I recently received an email from Susan Park, the admissions director for the SCA telling me that my application is still under review, but to continue I need to upload one of my other transcripts that I didn’t upload back in November. She told me to upload it to the document upload section of the application but I can’t find where that is. They need it by Tuesday so any help would be appreciated.


----------



## Abbey Normal (Feb 15, 2021)

What track are you applying for? For the MFA in Screen and TV I uploaded all my documents to the following:





I know Susan had mentiond if you uploaded your application (portfolio, transcripts, etc) to either the USC Grad App page or the SlideRoom app you should be fine.


----------



## jackgooch (Feb 15, 2021)

Abbey Normal said:


> What track are you applying for? For the MFA in Screen and TV I uploaded all my documents to the following:
> 
> View attachment 2074
> I know Susan had mentiond if you uploaded your application (portfolio, transcripts, etc) to either the USC Grad App page or the SlideRoom app you should be fine.

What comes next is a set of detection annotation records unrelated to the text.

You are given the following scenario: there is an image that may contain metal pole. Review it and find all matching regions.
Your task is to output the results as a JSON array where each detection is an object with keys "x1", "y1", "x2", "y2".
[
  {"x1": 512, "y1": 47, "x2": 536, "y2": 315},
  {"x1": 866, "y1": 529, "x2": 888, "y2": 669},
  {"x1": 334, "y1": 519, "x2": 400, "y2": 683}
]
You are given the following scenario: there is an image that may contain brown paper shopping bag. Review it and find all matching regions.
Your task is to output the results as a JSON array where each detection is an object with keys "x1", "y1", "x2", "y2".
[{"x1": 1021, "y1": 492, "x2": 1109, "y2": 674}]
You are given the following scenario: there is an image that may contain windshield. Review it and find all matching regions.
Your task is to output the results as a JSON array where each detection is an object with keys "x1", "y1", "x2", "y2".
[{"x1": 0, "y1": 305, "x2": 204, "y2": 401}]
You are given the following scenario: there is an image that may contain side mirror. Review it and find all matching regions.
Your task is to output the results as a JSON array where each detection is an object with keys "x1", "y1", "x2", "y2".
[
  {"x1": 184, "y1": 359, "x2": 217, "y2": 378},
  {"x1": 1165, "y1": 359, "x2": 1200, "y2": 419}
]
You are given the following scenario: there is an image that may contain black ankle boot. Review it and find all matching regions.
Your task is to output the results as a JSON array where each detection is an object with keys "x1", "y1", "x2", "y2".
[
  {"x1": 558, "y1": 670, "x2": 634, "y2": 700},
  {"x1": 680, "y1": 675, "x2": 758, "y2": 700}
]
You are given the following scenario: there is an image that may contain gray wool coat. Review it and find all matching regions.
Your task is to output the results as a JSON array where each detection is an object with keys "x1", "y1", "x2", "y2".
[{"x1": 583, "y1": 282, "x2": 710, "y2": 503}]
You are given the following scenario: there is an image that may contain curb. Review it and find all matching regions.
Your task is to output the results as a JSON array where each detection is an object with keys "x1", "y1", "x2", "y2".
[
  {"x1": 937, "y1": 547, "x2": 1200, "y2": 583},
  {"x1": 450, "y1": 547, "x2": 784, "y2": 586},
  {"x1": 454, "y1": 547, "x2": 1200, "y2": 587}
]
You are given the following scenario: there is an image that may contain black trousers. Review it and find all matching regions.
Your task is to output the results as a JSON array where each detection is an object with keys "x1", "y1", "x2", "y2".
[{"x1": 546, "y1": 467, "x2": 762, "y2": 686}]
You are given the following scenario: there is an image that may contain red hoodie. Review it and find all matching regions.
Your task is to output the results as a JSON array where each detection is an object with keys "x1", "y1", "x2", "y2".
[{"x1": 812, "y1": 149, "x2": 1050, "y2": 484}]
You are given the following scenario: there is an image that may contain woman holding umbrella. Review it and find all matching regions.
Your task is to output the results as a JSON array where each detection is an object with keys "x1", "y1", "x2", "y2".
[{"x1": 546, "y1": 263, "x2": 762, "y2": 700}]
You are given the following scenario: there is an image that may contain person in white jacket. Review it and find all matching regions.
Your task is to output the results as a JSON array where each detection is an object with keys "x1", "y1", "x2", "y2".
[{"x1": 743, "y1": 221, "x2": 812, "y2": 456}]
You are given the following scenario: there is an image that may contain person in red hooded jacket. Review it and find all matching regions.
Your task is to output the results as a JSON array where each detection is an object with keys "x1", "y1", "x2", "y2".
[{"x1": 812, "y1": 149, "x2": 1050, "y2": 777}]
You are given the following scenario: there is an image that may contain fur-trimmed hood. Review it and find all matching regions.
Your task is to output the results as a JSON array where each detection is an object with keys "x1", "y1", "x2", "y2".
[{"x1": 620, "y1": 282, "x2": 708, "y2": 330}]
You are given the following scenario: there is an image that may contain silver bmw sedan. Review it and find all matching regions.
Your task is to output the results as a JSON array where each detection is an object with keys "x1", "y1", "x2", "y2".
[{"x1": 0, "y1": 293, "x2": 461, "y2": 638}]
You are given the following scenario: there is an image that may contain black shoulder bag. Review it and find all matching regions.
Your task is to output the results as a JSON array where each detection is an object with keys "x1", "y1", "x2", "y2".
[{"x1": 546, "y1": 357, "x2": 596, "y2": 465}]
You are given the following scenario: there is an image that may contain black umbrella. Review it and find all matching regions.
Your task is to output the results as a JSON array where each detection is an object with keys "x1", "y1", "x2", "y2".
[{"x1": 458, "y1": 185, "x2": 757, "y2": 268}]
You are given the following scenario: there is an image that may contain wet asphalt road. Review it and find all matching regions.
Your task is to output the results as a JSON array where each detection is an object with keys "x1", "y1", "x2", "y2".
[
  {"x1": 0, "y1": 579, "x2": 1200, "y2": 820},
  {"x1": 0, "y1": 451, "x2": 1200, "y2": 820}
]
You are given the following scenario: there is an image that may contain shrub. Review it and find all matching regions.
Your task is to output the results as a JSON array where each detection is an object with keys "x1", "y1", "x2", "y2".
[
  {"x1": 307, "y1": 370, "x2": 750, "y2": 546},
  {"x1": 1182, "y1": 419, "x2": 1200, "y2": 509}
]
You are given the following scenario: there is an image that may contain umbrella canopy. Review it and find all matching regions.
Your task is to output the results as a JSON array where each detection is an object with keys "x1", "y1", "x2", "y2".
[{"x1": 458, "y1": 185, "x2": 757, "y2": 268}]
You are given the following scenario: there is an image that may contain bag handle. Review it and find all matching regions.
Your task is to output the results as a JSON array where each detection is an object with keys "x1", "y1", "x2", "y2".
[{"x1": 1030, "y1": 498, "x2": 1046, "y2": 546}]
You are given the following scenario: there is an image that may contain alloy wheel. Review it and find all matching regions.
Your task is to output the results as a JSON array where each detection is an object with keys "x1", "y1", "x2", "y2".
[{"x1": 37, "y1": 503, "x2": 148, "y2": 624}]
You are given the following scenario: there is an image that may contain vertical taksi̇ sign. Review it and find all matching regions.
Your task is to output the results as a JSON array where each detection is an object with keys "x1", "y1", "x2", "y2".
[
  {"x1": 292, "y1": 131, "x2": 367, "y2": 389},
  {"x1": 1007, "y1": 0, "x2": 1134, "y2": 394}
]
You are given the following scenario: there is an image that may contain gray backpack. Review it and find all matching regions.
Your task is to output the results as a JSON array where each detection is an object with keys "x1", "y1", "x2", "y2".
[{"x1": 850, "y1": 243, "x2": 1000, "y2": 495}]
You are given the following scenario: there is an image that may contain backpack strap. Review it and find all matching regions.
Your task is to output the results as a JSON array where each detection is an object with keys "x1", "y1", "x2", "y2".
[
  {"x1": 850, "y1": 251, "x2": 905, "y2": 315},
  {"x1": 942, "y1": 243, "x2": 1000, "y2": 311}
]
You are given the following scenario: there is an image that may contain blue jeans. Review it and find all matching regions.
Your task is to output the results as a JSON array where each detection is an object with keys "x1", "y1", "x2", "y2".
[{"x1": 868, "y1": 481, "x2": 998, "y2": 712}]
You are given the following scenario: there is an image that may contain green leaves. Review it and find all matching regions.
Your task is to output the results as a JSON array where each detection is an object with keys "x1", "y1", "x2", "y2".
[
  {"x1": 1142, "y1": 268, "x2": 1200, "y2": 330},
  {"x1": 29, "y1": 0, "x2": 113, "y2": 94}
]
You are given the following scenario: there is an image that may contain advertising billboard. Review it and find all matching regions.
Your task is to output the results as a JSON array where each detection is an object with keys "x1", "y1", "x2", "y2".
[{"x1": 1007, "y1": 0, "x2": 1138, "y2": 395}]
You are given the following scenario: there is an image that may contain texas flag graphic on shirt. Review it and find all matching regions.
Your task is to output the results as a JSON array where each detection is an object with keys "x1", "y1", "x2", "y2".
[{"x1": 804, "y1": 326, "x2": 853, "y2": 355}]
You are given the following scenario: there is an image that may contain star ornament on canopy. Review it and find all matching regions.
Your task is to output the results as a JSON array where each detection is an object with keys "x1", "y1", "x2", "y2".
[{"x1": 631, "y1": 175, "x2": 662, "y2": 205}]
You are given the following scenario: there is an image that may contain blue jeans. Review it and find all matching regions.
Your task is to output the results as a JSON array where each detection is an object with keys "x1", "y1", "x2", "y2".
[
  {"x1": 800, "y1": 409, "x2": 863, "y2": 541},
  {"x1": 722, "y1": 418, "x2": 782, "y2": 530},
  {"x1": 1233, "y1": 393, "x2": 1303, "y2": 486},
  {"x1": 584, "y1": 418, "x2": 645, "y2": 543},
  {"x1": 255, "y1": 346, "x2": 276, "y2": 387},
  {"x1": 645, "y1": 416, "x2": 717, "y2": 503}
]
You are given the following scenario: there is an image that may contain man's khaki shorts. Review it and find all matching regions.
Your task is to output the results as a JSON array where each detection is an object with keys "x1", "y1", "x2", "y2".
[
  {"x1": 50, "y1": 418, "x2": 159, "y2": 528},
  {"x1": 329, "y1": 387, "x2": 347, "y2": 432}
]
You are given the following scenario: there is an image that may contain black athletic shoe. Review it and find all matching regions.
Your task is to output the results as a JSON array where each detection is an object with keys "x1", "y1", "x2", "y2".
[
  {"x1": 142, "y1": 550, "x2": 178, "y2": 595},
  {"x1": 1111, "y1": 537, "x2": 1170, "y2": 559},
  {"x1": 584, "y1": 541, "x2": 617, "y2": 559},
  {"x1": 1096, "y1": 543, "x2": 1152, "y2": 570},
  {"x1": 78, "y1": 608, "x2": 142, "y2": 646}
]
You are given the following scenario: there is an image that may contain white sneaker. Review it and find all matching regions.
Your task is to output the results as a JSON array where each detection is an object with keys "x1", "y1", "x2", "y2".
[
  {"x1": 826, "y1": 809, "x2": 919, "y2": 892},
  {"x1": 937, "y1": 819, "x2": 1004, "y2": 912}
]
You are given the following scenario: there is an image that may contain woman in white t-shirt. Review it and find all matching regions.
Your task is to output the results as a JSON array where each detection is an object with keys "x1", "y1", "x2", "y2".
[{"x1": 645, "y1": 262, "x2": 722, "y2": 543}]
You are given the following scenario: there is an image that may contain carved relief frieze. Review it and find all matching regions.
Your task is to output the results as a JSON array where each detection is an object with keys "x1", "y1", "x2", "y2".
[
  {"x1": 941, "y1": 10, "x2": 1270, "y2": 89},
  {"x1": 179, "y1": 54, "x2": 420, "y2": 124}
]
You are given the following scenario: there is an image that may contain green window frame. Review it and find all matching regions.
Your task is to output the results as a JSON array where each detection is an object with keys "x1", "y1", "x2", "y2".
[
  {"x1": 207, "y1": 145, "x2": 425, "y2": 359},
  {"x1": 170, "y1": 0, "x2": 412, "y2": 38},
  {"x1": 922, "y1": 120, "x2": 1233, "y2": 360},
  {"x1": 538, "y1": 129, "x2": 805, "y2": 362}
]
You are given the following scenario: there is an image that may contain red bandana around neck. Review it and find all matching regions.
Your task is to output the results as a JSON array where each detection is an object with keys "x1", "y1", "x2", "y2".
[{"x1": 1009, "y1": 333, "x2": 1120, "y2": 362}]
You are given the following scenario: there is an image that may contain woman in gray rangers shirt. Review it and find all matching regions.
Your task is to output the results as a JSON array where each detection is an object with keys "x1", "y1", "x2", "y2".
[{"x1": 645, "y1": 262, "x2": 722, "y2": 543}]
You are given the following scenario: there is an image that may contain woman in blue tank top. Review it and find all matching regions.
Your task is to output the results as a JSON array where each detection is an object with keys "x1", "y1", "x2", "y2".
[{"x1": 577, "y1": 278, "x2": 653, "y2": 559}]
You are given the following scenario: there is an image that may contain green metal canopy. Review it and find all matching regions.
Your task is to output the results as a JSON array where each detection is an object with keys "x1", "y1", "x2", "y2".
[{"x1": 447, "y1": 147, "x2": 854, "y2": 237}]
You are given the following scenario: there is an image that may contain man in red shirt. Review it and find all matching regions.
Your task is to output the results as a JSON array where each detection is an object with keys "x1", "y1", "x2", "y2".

I am applying for film and television production. I can’t add anything else to my Slideroom app because I sent that off in November. Susan wants me to add my transcript to the grad application but there isn’t anywhere to add it on there.


----------



## Abbey Normal (Feb 15, 2021)

I just checked SlideRoom and it's glitchy. Not sure if it's working properly. Maybe see if you can reupload to the USC Grad App page:






						Liaison International, Centralized Application Service
					






					usc.liaisoncas.com
				




Once you login see if you can add your transcript to Academic History. If this doesn't work, I would reach out to Susan ASAP or someone from the Graduate Admissions.


----------



## jackgooch (Feb 15, 2021)

Abbey Normal said:


> I just checked SlideRoom and it's glitchy. Not sure if it's working properly. Maybe see if you can reupload to the USC Grad App page:
> 
> 
> 
> ...


I’ve managed to add it as an extra section in academic history. I’ve also emailed her asking if that’s fine so hopefully she’ll get back to me saying it is 🤞


----------



## cgold (Feb 15, 2021)

jackgooch said:


> I recently received an email from Susan Park, the admissions director for the SCA telling me that my application is still under review, but to continue I need to upload one of my other transcripts that I didn’t upload back in November. She told me to upload it to the document upload section of the application but I can’t find where that is. They need it by Tuesday so any help would be appreciated.


I emailed mine to etrans@usc.edu

It took them a few days to open and add it to my file though!


----------



## hugofaraco (Feb 16, 2021)

I sent mine to gradadm@usc.edu and they replied a week later confirming that it was added to my application.


----------